Con l’ordinanza n. 1364 del 20 gennaio 2025, la Corte di Cassazione ha ribadito che, in caso di licenziamento per giustificato motivo oggettivo, il datore di lavoro, per assolvere l’obbligo di repechage, è tenuto esclusivamente a dimostrare l’inesistenza di posizioni vacanti compatibili con le mansioni del lavoratore, senza l’obbligo di estendere la ricerca a funzioni non strettamente correlate.
La vicenda riguarda un dipendente che ha impugnato giudizialmente il licenziamento per giustificato motivo oggettivo, disposto a seguito della soppressione della sua posizione lavorativa. La Corte d’Appello ha rigettato il ricorso, ritenendo che la società avesse correttamente assolto l’obbligo di repechage valutando solo posizioni disponibili simili a quella del lavoratore.
Confermando tale orientamento, la Cassazione ha chiarito che il datore di lavoro non è tenuto a creare nuove posizioni o a modificare l’organizzazione aziendale per conservare il posto al lavoratore licenziato.

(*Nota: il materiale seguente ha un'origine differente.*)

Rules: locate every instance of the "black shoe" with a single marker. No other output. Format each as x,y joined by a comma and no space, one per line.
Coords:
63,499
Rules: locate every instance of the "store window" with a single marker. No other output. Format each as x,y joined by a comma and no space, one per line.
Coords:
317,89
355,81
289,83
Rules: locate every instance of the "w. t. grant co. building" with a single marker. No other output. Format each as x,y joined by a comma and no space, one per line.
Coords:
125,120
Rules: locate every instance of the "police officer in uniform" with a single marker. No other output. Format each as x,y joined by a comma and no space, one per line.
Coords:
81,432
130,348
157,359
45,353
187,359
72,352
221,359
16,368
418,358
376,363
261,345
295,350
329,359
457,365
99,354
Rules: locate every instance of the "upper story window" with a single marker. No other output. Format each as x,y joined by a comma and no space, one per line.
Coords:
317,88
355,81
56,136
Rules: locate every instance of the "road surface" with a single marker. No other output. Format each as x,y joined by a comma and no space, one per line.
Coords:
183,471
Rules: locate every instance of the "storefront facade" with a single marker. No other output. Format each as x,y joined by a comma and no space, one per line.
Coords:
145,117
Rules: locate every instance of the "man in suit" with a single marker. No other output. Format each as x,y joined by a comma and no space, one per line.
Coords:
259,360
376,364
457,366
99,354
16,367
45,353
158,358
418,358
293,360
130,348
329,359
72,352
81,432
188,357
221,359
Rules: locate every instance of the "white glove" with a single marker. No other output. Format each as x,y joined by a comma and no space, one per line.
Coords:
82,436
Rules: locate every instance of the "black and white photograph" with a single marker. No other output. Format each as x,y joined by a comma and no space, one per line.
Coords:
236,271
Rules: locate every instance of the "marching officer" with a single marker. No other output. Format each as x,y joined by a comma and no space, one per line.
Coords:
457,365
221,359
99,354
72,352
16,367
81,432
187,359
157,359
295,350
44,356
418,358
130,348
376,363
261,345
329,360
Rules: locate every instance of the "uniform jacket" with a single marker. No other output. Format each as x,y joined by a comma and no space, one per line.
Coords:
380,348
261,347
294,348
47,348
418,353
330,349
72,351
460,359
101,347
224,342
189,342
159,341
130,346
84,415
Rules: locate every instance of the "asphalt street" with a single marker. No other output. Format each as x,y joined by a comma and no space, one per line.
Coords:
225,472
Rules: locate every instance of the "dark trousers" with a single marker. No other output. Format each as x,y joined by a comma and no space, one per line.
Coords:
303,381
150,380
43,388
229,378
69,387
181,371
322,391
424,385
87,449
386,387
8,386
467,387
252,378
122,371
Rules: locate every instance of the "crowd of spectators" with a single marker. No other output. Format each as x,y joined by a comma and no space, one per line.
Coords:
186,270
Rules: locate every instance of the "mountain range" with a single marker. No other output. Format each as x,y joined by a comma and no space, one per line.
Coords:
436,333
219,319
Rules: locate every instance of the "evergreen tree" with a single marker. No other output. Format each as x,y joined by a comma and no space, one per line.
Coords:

Spetta unicamente all’imprenditore il potere di gestione aziendale, e il giudice non può imporre il mantenimento di una posizione lavorativa, neppure inferiore, in assenza di un posto vacante compatibile con la professionalità del dipendente.
Sulla base di tali principi, la Suprema Corte ha rigettato il ricorso del lavoratore, confermando la legittimità del licenziamento e l’adeguato assolvimento dell’obbligo di repechage da parte del datore di lavoro.